L’union perd la face

 

            Qu’un réveil sommeille et la bête s’éveille.

            Le dieu fou, qui n’avait pas vu Dominique depuis la dernière fois, avait forcé le Camion, alors que celui-ci avait trouvé chaussure à son pied, à se débarrasser de sa dernière route.

            Si bien que sur cette route neuve, une hernie fraîche passa par là et s’envoya un pneu du Camion, tel le dieu fou se faisant – à certaines époques printanières – mordre les doigts par Dominique, parce que ce n’était pas Dominique, et revenir aussi crevé que le Camion pouvait l’être actuellement de l’avant droit.

            Et le dieu fou était pressé.

            Le cric, qui en connaissait un bout sur l’érectilité soudaine de certaines choses, perçut nettement l’urgence de la situation.

            Un affreux bruit d’écrabouillés à l’orange et à la purée aussi indéfinissable qu’un brouillard qui ne serait pas là, suivit l’urgence.

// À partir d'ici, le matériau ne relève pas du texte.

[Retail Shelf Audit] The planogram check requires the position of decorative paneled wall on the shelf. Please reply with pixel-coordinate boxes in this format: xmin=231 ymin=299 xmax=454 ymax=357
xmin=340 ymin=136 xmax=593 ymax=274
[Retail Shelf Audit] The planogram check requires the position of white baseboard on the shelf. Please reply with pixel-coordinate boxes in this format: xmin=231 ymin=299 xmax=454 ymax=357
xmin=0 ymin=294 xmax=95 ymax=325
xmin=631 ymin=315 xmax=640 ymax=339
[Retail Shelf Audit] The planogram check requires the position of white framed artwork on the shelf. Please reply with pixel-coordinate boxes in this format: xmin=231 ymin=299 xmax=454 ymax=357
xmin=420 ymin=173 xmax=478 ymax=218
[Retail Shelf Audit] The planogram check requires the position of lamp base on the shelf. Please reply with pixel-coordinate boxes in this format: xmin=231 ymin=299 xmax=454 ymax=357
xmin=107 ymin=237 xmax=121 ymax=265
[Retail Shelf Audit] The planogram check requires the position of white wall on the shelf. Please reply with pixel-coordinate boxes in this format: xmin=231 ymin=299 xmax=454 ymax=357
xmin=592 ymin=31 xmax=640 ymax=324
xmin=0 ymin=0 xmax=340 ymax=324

            Le dieu fou, en vrai daltonien qui confondrait une grenouille avec une vache intimidée par la couleur de l’herbe, n’avait jamais prêté attention à l’amitié qui unissait, au sein du Camion, le réveil fou et le cric. Et il n’avait pas remarqué non plus le « réveil » fou se mélanger les lettres et faire « levier ».